Een tweeling moest zich afgelopen week verantwoorden voor de meervoudige strafkamer in de rechtbank in Leeuwarden. Beiden werden verdacht van betrokkenheid bij een explosie in een woning in Dronryp in november vorig jaar. De jongste van de twee ontkende de brandstichting in de woning. Volgens raadsvrouw Inge Roukema wordt haar cliënt, een inmiddels 19 jarige man uit Dronryp, ten onrechte beschuldigd omdat hij nu eenmaal als twee druppels water op zijn broer lijkt. Volgens haar is het zijn van tweeling “een vloek en een zegen”. Zij vroeg de rechtbank goed naar cliënt te kijken en de rol die hij heeft gehad in de tenlastegelegde feiten. “Want hoe zou u het vinden, als u steeds aangekeken wordt op iets waarvan u zegt dat niet te hebben gedaan? Alleen maar omdat u lijkt op degene die hier wel voor verantwoordelijk is?”
De verdediging bepleitte vrijspraak van brandstichting. De cliënt had wel een rol in de handel in drugs, maar deed dat in opdracht van zijn broer. De rol van de cliënt was ondergeschikt. Roukema vroeg de rechtbank om het jeugdstrafrecht toe te passen. “Voor cliënt is het belangrijkste dat hij niet terug hoeft naar de (jeugd)gevangenis. Hij heeft net alles weer opgebouwd: school gaat goed, hij heeft een nieuwe stageplek geregeld en de jeugdreclassering is tevreden. Terug naar de (jeugd)gevangenis zou betekenen dat hij alles weer kwijt is en wéér opnieuw moet beginnen. Ook vanwege zijn beïnvloedbaarheid, lijkt me dit geen wenselijke optie.”
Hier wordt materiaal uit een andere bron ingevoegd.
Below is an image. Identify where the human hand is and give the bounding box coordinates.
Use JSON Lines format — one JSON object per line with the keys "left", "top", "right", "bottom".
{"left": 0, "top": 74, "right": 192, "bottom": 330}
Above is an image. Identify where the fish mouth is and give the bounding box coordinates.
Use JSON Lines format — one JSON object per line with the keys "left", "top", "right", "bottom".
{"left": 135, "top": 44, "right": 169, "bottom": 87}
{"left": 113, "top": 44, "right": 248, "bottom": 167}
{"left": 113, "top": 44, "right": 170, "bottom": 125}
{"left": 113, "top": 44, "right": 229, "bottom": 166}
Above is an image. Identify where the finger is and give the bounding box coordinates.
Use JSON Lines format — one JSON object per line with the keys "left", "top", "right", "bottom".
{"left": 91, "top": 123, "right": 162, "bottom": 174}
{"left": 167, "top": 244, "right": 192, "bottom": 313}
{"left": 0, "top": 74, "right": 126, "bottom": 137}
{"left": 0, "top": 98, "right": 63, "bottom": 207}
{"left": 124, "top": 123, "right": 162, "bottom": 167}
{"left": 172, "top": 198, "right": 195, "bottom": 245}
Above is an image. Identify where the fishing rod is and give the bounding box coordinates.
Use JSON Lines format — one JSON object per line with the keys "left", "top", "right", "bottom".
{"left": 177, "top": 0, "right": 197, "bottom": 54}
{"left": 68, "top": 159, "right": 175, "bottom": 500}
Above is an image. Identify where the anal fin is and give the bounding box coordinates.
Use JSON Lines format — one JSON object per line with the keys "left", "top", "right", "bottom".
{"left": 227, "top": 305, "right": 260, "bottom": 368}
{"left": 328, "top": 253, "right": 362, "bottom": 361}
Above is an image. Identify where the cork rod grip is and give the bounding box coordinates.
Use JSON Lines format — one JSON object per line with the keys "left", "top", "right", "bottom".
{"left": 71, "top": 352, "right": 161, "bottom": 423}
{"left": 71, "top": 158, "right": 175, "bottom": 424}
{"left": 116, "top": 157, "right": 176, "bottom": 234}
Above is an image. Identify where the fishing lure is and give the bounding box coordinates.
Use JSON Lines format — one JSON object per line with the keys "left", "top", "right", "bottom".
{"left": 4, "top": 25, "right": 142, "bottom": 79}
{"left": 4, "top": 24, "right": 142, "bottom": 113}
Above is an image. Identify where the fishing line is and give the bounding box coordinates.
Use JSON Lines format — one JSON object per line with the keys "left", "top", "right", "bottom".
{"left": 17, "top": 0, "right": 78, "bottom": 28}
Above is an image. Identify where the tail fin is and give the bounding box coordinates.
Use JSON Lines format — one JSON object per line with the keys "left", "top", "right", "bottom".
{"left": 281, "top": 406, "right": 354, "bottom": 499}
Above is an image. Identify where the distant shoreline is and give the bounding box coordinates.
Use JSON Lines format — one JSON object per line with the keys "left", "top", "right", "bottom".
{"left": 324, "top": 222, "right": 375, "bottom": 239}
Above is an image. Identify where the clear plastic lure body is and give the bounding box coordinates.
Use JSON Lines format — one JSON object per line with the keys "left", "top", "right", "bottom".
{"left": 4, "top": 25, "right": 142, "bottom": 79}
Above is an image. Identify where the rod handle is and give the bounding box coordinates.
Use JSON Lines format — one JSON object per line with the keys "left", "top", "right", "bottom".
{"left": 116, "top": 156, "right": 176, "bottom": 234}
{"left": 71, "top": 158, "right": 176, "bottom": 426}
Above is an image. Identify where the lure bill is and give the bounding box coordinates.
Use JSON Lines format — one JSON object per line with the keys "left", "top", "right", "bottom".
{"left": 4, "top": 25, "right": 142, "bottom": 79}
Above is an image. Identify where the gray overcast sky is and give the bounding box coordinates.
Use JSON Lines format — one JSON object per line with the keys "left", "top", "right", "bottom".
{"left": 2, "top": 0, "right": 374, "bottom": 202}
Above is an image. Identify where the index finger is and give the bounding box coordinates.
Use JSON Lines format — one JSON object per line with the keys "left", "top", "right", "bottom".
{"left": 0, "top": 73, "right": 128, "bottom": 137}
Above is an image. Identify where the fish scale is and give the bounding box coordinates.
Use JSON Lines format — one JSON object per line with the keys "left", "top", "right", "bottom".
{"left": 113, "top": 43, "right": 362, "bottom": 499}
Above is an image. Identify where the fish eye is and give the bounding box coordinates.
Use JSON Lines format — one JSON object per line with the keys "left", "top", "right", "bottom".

Dat laatste vond ook de officier van justitie. Deze eiste 422 dagen jeugddetentie waarvan 330 dagen voorwaardelijk. Het verschil is gelijk aan het voorarrest. Daarnaast vond de officier een werkstraf van 140 uur en een contactverbod gepast.
De rechtbank doet uitspraak op 29 november.